A population is initialized with empty programs. Many generations later, we see a more evolved population and two of its algorithms compete. The most accurate wins to produce a child. After many such events, the final population contains highly accurate classifiers.

Exploring a Difficult Search Space
Our AutoML-Zero setup, in contrast to much previous AutoML work, makes the search space very sparse — an accurate algorithm might be as rare as 1 in 10¹²candidates. This is due to the granularity of the building blocks provided to the algorithm, which include only basic operations such as variable assignment, addition, and matrix multiplication. In such an environment, a random search will not find a solution in a reasonable amount of time, yet evolution can be tens of thousands of times faster, according to our measurements. We distributed the search on multiple machines that occasionally exchange algorithms (analogous to migration in real life). We also constructed small proxy classification tasks on which to evaluate each child algorithm, and executed this evaluation with highly optimized code.

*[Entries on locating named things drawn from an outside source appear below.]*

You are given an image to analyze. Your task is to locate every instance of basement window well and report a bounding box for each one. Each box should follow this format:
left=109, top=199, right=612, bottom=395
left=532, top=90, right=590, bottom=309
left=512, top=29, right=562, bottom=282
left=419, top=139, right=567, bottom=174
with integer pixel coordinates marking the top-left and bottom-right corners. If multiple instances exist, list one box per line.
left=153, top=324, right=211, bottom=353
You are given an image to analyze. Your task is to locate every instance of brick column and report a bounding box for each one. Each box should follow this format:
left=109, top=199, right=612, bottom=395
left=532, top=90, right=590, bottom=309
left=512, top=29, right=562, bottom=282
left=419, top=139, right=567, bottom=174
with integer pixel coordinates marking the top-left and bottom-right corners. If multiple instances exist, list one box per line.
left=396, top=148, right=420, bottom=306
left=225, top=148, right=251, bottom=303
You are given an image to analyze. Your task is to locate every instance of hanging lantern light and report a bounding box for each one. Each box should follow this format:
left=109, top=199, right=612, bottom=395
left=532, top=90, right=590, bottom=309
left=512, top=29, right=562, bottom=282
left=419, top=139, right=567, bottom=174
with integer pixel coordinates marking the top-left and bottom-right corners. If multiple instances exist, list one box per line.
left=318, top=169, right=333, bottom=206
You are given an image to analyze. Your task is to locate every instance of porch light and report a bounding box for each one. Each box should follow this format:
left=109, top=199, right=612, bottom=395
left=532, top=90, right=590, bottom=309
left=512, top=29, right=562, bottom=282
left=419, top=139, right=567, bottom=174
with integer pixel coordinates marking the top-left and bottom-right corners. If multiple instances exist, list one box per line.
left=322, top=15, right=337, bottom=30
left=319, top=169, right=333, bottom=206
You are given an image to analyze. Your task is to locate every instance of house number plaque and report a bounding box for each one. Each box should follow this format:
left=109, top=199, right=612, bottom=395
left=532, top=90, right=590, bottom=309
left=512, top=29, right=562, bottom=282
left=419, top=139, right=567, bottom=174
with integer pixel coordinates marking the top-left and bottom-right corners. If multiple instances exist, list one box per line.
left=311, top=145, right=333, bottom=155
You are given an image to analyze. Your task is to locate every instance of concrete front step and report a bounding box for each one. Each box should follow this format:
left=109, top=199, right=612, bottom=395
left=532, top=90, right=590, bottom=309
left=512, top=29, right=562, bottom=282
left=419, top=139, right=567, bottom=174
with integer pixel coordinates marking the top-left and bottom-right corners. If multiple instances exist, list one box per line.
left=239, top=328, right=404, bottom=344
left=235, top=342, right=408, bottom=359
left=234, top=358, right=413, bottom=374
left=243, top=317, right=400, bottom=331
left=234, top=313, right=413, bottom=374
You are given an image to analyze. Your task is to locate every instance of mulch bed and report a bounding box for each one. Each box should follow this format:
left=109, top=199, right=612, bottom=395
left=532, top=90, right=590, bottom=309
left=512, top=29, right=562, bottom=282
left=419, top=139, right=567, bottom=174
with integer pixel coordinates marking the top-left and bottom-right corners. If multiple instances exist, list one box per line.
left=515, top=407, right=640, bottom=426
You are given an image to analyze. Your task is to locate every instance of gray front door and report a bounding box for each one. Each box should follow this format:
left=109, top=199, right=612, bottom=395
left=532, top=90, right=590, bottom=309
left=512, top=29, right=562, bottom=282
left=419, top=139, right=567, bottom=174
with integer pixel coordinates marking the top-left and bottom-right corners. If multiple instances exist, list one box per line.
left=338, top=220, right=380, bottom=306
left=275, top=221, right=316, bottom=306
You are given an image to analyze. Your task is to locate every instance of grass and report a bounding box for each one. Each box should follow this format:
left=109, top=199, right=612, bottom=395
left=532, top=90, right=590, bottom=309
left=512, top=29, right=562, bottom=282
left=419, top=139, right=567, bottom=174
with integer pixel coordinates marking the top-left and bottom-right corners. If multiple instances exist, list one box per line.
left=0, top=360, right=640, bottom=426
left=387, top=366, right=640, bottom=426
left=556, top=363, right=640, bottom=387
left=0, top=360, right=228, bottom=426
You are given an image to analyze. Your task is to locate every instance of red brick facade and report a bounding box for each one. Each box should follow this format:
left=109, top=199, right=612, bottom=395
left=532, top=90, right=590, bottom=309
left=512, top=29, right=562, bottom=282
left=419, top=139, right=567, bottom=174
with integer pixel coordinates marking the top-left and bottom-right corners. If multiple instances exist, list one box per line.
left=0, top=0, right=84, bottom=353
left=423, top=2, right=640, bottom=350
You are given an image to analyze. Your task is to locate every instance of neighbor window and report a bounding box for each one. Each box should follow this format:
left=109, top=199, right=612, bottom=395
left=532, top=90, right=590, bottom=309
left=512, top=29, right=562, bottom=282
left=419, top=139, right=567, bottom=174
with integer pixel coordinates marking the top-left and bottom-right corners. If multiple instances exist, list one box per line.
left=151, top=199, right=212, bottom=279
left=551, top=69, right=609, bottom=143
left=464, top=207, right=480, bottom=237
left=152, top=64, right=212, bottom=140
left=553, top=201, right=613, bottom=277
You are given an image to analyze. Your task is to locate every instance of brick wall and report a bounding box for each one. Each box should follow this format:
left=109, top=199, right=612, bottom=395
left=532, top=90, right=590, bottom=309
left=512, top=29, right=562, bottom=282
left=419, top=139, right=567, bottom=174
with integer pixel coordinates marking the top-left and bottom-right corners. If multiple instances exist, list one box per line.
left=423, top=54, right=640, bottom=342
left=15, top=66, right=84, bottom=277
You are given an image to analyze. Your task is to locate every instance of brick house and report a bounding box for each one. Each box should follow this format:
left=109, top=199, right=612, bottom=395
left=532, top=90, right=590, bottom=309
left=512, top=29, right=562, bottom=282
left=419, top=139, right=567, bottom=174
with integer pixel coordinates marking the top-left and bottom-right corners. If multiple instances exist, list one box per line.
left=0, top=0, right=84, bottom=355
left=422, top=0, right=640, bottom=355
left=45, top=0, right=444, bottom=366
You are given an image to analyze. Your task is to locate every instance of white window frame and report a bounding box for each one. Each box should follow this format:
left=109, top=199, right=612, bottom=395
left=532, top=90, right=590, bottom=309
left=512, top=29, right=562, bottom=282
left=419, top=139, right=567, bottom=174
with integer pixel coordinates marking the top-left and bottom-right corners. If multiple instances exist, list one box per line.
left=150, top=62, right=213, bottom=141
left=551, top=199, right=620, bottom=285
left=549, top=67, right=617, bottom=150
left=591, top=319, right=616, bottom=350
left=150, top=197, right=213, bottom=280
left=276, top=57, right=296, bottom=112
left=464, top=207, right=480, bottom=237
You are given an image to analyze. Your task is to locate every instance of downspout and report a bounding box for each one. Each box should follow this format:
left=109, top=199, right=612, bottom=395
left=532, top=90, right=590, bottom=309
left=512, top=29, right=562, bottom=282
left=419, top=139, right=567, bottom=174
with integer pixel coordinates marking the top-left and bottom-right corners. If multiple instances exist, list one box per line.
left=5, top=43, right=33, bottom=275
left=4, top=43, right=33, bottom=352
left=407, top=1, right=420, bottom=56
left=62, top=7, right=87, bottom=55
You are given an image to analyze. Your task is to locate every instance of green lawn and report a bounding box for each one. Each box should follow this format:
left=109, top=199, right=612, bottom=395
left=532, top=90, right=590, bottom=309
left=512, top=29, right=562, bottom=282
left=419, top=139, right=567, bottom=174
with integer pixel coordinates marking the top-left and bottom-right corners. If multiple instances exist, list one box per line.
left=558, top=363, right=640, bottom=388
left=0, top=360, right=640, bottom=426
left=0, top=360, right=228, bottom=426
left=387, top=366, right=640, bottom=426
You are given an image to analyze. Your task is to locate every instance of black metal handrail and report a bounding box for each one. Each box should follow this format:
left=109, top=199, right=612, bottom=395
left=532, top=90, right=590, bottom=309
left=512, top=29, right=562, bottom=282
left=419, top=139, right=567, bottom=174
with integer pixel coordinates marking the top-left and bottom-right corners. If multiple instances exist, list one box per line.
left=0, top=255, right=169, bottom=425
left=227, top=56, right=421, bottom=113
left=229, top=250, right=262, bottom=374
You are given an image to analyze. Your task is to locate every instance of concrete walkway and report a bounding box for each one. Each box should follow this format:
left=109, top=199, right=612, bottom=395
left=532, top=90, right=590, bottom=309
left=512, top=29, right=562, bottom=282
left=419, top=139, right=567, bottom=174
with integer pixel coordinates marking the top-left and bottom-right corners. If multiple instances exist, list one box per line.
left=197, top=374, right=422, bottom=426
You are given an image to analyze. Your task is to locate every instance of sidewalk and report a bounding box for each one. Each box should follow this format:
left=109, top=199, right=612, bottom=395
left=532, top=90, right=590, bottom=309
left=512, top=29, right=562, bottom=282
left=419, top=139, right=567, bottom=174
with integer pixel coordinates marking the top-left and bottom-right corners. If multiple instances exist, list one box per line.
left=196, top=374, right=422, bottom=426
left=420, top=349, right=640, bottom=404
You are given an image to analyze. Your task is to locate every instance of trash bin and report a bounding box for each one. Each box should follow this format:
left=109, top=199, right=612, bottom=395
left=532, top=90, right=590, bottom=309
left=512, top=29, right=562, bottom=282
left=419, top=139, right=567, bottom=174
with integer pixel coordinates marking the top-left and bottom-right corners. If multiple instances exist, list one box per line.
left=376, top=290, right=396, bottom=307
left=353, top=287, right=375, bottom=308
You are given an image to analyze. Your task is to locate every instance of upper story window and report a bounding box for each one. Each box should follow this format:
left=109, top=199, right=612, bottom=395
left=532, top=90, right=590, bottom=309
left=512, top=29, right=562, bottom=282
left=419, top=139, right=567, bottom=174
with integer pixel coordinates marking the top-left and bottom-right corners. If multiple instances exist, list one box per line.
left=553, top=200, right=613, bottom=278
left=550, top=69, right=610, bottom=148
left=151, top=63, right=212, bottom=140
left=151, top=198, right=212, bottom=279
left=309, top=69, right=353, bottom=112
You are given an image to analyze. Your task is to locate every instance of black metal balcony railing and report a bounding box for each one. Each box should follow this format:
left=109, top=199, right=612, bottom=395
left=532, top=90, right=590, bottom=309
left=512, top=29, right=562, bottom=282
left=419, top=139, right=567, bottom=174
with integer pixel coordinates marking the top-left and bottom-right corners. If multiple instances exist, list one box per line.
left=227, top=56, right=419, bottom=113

Despite the sparsity, the evolutionary search discovers more complex and effective techniques as time passes. Initially, the simplest algorithms appear, which represent linear models with hard-coded weights. In time, stochastic gradient descent (SGD) is invented to learn the weights, in spite of the gradient itself not having been provided as a building block. Though flawed at first, SGD gets fixed relatively quickly, starting a series of improvements to the prediction and learning algorithm. Within our toy scenario, the process discovers several concepts known to have been useful to the research community. In the end, our approach manages to construct a model that outperforms hand-designs of comparable complexity.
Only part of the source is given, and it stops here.